Full support for inotify means that when a client wants to monitor a directory of this fs, that every action in that directory
(read:in the database) is reported back through the fuse module back to the client. So, when another client or user is removing
a file in that particular directory, the fuse module must pass through this change to the client who asked for it before.

To be more specific, if a client gives an inotify command to monitor a directory (or a file), the call should, like any other system
call or operation (like readdir, getattr and open) be passed through by glibc, kernel VFS and the FUSE kernel module to the FUSE fs.
This fs will translate the standard call (inotify_add_watch) into a for this fs specific call. I do not know it's possible to
to monitor a MySQL database with an fd, but suppose it is, then the changes in the database should be passed back (and only then)
to the original inotify request.

It's easier when you've got an overlay fs, then the incoming inotify system call (inotify_add_watch or inotify_rm_watch) is linked to
an fuse fs specific call, which on his turn do the same command on the underlying fs: a call to add a watch on the fuse fs will result
in a call to add a watch on the underlying fs, and the changes on the underlying fs should be given back. To summarize:

- I do not exactly know how an inotify system call is handled in the kernel/VFS, but it should be passed to the fuse module, just like
any other call, and mapped to a fs specific operation:

.inotify_add_watch    =   myfs_inotify_add_watch, 
.inotify_rm_watch     =   myfs_inotify_rm_watch,

The add_watch call should result in an fd, which should be managed with select/poll/epoll to read for incoming events.
These events (standard inotify_event format?) should be forwared back to the original add_watch call. The latest is also
an fd, but should it also be polled to be ready to be written to? I do not know.
One parameter is of course the path.

Forwarding from the underlying fs to the fuse fs is simple, too simple. Fact is that my fs does some modifications. The inotify
events comming from the underlying fs should therefore also have some modifications....

To add these fd's to the main epoll instance is an challenging task. They have to be treated not like the other operations, these
are command driven. An inotify event can occur anytime. So the fd should be watched constantly.

When setting a watch on the underlying fs, I think it's a good thing to add this to the already declared inotify instance.
This instance it watched with epoll. Suppose there are more than one of those watches added (or activated).
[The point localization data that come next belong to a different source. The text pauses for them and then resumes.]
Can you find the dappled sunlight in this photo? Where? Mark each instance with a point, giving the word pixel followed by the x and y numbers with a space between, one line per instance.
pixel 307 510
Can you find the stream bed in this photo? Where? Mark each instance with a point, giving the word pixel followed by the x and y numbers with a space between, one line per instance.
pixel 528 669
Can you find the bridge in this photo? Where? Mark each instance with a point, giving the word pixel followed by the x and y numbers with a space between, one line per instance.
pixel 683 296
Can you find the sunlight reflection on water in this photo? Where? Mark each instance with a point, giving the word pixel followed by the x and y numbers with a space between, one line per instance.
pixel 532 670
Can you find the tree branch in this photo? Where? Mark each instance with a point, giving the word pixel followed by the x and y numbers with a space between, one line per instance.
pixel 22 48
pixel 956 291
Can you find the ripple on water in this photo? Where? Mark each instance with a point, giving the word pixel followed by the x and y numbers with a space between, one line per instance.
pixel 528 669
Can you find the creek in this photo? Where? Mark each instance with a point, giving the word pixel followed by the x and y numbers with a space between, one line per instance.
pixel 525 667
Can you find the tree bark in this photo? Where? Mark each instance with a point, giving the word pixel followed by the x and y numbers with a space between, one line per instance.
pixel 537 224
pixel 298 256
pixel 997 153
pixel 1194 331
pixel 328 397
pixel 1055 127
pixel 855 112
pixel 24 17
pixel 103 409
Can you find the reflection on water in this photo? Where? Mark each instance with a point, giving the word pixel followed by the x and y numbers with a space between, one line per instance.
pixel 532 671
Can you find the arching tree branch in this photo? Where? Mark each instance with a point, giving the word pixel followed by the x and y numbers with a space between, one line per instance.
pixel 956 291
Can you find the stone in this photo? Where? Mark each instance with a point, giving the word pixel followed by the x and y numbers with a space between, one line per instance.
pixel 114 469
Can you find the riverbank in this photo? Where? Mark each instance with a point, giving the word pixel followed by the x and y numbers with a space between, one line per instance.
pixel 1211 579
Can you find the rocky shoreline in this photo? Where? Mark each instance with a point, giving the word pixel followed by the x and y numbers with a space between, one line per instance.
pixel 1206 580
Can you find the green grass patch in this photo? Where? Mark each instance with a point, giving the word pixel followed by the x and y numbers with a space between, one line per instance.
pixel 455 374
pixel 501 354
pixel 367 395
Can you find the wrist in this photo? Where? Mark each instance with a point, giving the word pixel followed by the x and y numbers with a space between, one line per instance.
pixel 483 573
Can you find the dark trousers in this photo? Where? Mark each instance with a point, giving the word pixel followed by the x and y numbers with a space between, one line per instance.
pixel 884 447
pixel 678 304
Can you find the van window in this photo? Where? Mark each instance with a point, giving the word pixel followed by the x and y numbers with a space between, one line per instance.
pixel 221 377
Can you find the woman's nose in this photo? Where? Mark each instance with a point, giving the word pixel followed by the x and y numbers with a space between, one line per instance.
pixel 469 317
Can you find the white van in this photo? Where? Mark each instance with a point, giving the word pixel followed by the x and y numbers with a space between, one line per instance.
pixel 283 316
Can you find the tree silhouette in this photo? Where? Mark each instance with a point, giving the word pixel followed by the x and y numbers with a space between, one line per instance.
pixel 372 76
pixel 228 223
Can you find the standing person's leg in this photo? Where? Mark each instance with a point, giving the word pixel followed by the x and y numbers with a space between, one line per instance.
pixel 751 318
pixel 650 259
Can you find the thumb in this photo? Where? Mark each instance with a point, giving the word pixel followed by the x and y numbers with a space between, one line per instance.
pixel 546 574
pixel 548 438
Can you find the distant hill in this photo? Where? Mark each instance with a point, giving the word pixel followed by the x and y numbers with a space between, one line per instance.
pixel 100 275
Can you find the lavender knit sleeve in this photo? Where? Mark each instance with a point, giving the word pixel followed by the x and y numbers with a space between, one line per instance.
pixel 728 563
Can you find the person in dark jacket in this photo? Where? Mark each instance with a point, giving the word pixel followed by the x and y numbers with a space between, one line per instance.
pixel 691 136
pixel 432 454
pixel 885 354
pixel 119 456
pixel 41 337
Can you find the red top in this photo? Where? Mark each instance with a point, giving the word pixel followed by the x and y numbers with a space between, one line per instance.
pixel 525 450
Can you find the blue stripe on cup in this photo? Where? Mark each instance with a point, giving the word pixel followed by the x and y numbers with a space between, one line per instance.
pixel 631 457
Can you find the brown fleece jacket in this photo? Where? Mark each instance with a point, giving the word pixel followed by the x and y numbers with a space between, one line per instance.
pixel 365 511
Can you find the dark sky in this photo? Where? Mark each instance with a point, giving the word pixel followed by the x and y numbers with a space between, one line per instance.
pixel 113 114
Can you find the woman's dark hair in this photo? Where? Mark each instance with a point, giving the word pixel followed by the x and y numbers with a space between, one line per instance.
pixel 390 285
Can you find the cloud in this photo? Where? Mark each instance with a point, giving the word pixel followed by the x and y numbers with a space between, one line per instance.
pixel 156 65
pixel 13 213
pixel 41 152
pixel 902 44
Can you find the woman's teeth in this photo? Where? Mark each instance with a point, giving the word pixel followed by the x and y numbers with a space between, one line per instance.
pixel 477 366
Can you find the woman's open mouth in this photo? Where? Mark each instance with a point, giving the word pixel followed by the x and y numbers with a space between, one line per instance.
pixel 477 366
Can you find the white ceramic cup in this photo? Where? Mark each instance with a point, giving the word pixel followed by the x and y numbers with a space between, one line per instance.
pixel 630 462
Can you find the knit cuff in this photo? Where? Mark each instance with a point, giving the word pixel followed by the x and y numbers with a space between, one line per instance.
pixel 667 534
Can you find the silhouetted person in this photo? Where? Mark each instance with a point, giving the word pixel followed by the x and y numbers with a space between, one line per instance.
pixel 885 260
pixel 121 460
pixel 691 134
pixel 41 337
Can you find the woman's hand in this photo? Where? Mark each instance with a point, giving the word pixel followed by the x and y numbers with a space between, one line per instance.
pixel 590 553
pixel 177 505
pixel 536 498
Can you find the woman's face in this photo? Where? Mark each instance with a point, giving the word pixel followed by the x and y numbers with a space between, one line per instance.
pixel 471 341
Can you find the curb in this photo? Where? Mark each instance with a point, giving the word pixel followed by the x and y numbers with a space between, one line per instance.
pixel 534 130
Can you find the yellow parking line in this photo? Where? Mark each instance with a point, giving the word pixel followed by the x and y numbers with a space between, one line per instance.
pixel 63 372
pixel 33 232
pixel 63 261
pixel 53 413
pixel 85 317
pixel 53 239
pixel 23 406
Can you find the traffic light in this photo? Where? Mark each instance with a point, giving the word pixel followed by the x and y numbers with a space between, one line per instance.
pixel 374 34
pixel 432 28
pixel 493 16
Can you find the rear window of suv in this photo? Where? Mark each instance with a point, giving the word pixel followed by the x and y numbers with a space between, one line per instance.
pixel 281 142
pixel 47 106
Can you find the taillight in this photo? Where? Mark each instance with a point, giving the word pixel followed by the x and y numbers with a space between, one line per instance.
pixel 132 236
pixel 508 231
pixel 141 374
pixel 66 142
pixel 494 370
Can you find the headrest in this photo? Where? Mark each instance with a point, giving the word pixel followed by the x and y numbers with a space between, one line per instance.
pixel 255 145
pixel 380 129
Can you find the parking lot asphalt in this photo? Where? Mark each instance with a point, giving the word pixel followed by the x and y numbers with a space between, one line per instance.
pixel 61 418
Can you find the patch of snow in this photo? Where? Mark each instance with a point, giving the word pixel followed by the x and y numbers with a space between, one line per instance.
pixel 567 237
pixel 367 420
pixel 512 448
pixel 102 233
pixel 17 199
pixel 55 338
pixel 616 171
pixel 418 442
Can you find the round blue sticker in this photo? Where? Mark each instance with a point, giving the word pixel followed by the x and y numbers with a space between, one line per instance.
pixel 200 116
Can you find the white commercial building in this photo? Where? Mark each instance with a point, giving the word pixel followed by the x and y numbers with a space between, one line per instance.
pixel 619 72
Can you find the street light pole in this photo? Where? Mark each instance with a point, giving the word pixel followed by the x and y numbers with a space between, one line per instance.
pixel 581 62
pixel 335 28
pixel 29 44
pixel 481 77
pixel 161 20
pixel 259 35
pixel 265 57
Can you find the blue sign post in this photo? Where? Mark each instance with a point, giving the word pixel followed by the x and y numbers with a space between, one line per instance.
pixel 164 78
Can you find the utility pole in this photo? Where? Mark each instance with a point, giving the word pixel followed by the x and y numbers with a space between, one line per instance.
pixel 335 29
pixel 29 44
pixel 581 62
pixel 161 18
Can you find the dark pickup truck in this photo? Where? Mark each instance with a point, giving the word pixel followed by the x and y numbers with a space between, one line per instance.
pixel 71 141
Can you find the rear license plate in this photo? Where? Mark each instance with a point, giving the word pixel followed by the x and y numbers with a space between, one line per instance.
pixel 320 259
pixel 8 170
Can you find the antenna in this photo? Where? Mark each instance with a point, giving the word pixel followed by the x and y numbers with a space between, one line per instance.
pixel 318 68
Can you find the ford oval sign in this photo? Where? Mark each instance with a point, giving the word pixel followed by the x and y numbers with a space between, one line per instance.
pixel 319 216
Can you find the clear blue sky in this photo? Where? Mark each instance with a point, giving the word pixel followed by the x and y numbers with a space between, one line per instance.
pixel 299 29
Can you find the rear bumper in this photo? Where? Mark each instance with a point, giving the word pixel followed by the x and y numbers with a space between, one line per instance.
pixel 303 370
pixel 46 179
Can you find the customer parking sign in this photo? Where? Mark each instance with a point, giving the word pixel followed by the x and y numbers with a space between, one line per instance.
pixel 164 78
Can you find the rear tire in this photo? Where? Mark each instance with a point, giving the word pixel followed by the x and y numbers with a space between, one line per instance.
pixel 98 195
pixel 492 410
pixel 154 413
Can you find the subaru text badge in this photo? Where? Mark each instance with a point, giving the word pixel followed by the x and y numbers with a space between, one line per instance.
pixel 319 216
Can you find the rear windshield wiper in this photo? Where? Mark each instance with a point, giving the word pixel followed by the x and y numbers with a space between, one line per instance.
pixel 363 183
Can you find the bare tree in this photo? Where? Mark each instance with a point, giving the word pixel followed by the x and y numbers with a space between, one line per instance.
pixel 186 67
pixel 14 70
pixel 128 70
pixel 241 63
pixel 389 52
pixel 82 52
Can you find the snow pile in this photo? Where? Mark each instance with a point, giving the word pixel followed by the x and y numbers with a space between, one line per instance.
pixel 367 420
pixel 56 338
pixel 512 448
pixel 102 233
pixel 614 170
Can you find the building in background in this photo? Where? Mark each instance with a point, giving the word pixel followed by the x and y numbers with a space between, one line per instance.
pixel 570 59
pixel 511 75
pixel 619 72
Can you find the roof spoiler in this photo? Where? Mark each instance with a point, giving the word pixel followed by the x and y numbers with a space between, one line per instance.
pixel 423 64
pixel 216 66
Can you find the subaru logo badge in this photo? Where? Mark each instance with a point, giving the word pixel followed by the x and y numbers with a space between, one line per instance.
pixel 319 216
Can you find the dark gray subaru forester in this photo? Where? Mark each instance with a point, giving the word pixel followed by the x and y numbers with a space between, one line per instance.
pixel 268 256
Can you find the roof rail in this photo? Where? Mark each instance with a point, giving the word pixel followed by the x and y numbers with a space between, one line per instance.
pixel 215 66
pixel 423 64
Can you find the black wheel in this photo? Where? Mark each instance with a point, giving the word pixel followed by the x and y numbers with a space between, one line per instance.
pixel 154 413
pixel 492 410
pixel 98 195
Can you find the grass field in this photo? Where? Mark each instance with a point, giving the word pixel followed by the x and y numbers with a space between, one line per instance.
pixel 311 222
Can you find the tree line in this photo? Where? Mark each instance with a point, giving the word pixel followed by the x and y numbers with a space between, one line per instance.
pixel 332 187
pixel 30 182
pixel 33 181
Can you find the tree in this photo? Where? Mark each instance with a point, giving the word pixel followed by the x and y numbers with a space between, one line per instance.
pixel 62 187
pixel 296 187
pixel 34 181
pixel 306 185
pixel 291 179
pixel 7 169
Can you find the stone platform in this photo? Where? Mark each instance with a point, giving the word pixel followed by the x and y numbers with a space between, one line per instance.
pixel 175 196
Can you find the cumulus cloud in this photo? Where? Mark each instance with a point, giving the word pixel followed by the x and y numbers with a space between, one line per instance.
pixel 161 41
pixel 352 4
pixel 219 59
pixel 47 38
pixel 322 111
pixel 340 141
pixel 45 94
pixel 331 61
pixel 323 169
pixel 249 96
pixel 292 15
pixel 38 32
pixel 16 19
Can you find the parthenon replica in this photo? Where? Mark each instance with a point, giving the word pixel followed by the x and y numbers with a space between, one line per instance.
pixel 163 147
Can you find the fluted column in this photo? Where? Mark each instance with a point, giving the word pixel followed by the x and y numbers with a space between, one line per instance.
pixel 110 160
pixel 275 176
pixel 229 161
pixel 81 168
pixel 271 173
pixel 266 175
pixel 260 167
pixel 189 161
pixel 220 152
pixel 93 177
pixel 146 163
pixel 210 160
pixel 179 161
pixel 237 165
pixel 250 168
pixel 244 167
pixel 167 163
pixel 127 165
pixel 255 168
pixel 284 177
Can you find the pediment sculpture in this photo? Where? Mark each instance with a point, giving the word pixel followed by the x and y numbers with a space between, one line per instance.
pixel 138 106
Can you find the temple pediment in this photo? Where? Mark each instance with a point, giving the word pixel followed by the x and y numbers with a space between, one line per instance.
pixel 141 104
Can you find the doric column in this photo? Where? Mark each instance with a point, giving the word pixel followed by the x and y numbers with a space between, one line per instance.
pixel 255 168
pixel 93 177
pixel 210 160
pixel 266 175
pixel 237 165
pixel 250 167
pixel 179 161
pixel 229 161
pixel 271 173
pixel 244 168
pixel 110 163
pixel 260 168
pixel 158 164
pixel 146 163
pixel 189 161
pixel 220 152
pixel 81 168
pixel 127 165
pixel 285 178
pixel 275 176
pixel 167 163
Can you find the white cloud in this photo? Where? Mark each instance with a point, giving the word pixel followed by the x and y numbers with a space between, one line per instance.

Now the system
will pass through any event back to the inotify instance. When these are noted and managed with epoll, it's not so hard
to match these events with the original inotify request on the fuse fs. To do that an array or linked list with elements
which matches the original watch descriptor to the watch descriptor used by the fuse module.

Per resource different actions

Inotify is what I'm working on at this moment (7 may 2010). It's obvious that the way to get notified on changes
on a resource. differs per resource. For example, inotify works perfectly on a local device ( is a device which
is not shared with another host/os) but does not work good on a shared remote SMB share.

(note that on this moment inotify is being worked on in the GSOC 2010:

[linux-cifs-client] [GSoC 2010][RESEND] Questions on Improved async/vector i/o support, fscache integration, and VFS change notification

Futher inotify is not necessary on a "fixed" filesystem like a CDROM.
So it looks that the inotify requests should be handled different per resource. So it's probably necessary to use
something simular like gamin, a server to monitor files and directories.:

Homepage of gamin.

There are more mechanismes which can differ per resource:
- user quota's
- indexing. Indexing an USB device is very possible, indexing a remote share is not what you want.
- encryption
- ...



License

This software and the construction is distributed under the terms of the GNU General Public License. A copy you'll find at the src directory.